Thursday 1st January 1970

Trade or No Trade

As US and global equities enjoyed their best trading day in more than two years during yesterday’s European session, the Dollar caught an impressive bid too. The volatility within the Dollar saw it rally through multiple cents against the Pound, the trade at 1.4060 (down from market open of 1.4240) against the Pound and 1.2375 (down from a market open of 1.2475) against the Euro by midday.


The rally divided investors, who were unable to unanimously settle on a cause: trade or coincidence! Whilst the former’s argument surrounding the reduction in global risk from the lightening of a trade war between the United States and China sounds more plausible, it does lack considerable evidence.


Certainly, the escalation in tension between the two global economic behemoths has worried the US Dollar, inciting risk off strategies to the considerable detriment of the Dollar. The risk has been so great that many analysts have commented that, when considered in conjunction with the proven and expected propensity of the Trump administration to create immense uncertainty, the Dollar could be at risk from gradually losing its status as the world’s foremost reserve currency.


Particularly when one considers the significance and composition of international foreign exchange reserves, the story gains plausibility.
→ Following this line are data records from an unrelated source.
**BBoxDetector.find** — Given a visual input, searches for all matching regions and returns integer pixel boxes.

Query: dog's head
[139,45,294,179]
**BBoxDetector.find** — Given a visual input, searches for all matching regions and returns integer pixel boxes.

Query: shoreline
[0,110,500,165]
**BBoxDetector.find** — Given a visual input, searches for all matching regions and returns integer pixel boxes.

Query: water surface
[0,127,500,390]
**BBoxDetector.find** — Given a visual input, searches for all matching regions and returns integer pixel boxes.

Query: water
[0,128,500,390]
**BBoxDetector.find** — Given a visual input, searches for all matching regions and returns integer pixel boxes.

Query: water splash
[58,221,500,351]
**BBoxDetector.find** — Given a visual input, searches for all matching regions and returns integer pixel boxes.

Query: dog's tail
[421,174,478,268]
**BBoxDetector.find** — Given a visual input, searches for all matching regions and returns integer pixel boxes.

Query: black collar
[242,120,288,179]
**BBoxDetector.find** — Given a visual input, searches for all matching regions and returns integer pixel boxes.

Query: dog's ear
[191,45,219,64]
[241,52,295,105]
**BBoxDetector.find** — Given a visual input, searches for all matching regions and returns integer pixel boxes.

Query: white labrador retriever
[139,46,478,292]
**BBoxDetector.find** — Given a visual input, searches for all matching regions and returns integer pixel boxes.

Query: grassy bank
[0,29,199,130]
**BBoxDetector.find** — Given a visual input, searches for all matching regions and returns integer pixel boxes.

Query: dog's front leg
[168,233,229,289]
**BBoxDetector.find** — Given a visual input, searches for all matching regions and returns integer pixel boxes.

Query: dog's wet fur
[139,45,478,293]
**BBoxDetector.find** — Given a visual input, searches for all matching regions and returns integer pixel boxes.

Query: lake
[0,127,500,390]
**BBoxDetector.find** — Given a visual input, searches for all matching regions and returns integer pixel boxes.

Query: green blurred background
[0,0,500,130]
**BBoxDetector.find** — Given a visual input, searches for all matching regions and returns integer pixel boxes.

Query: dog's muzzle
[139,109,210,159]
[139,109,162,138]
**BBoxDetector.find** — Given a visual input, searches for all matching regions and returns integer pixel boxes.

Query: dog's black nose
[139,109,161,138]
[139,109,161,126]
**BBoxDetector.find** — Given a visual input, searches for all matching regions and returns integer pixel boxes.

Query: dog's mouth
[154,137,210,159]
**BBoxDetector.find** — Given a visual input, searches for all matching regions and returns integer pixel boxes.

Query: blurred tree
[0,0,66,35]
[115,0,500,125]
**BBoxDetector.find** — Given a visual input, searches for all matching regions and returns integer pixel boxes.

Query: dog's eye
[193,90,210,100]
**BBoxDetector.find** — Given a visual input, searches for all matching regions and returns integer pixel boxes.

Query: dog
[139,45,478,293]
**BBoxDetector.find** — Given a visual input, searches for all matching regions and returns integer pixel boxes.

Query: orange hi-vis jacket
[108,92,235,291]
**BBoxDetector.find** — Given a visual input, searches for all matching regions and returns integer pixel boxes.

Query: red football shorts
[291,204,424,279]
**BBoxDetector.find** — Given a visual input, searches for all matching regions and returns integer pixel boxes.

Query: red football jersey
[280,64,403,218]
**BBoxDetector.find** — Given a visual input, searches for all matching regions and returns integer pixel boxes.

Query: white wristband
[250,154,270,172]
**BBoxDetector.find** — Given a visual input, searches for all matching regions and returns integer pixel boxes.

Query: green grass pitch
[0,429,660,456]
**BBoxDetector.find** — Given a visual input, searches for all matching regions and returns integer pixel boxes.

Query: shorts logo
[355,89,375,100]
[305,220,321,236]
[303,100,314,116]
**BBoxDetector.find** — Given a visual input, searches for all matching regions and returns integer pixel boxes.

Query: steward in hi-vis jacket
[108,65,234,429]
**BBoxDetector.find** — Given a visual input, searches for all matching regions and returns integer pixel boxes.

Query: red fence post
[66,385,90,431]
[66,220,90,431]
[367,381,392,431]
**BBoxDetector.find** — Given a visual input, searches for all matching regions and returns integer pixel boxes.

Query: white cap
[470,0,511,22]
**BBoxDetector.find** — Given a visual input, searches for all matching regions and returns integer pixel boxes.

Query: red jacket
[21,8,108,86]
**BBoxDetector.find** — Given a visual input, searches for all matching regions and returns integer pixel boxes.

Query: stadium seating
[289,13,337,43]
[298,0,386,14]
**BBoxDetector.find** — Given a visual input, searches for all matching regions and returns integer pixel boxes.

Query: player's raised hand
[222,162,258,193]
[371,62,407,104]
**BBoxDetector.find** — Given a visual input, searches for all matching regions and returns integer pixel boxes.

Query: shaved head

The victim of Trump’s assault, China, is the world’s single largest holder of foreign exchange reserves. In fact, its reserves, thought to be disproportionately held in US Dollars, are more than two times larger than the second largest holder of currency reserve, Japan.


When Trump announced the imposition of $60bn of tariffs on Chinese imports and Steel, the Dollar, along with equity markets, struggled. Moreover, the escalation of tension concomitant with the retaliation of the States’ Asian counterpart and the threat of a full-blown trade war in a fragile global economy only developed the Dollar’s woes.


Whilst dumping exchange reserves could perceivably damage a domestic economy, it is highly likely that in the case of China, the move would be positive for the domestic economy and currency. Dumping the Dollar en masse would demonstrate China’s developing commitment to economic openness and a floating exchange rate. Therefore, the threat of China to the Dollar is considerable and credible.


A weak Dollar may not be bad for the US economy; this fact was even admitted by the administration’s own Secretary of the Treasury, Steven Mnuchin. However, the plausibility of the move forced investors not to carry too much risk by holding the Dollar and equities, hence their sell off.


So far, therefore, I think you’ll agree that the case for Tuesday’s remarkably bullish Dollar could be explained well by a decrease in the risk of a global trade war involving the United States. However, there remains one critical problem: the absolute lack of evidence regarding a warming of sentiment between the US and China ahead of European market open this morning!


In fact, laughably, the claim of Mnuchin over the weekend that he is ‘hopeful’ for a trade deal between the US and China has been praised for a rally that showed no signs of occurring for 36 hours! Instead, the month end balancing of portfolios and movement of trillions of Dollars ahead of the Easter weekend could be to blame, making the rally highly unremarkable.


The true cause is likely to become apparent by the reaction of markets in the event (or non-event) of a tangible reduction in the trading tension between the US and China. If a deal is announced between the two global trading superpowers and only a modest rally takes place, it will suggest that today’s rally represented the pricing in of much of this progress into the Dollar. Understanding this dynamic will be important to accurately forecasting the medium-term path of the Dollar.